Scenario
A marketing team ran an A/B test offering a free 1-month trial to users.
-
Control (A):
Standard offer (no free month)
-
Treatment (B):
Free 1-month trial offer
-
Randomization unit:
user
(assume one assignment per user)
The team cares about:
-
Signup rate
(do more users start a subscription/trial?)
-
Retention
(do users stick around after the trial / over time?)
Tasks
-
Experiment design & setup
-
State the hypothesis and the key product/business risk.
-
Specify the
primary metric
,
diagnostic metrics
, and
guardrail metrics
. Discuss tradeoffs (e.g., signup lift vs low-quality signups).
-
Define precisely what counts as
“signup”
and what counts as
“retained”
(e.g., D30 retention, post-trial paid conversion, activity-based retention).
-
Explain how you would handle:
-
users assigned but never exposed to the offer (assignment vs exposure)
-
users with insufficient follow-up time (censoring)
-
seasonality or concurrent campaigns
-
Analysis plan
-
Describe how you would estimate the treatment effect on signup rate and retention.
-
Which statistical tests/models would you use (e.g., difference in proportions, logistic regression, survival analysis)?
-
How would you compute confidence intervals and communicate uncertainty?
-
What checks would you run before trusting results (e.g., SRM, balance checks, instrumentation validation)?
-
Common implementation/logic issues (Python code review style)
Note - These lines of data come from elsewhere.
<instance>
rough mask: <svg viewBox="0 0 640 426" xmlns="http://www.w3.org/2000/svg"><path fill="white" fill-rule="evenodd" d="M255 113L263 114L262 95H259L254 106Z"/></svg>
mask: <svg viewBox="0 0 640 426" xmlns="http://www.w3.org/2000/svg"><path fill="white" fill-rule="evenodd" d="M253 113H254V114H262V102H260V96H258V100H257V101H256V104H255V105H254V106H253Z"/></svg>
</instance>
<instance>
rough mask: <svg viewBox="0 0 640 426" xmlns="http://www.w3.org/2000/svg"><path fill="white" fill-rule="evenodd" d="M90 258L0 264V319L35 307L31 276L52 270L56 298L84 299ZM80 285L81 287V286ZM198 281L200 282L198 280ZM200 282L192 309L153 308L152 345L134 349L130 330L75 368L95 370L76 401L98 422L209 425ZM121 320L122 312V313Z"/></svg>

In a typical experiment analysis codebase, list
likely logic bugs or setup mistakes
you would look for, such as:
-
incorrect attribution window
-
filtering/conditioning on post-treatment behavior
-
mixing per-event vs per-user denominators
-
incorrectly defining “eligible population”
-
double-counting users or handling cross-device users
-
peeking / stopping rules
-
Decision & next steps
-
Given possible outcomes (signup up, retention down; signup flat, retention up; etc.), outline what you would recommend to stakeholders.
-
Propose at least one follow-up experiment or segmentation to understand heterogeneous effects (e.g., new vs returning users, geo, acquisition channel).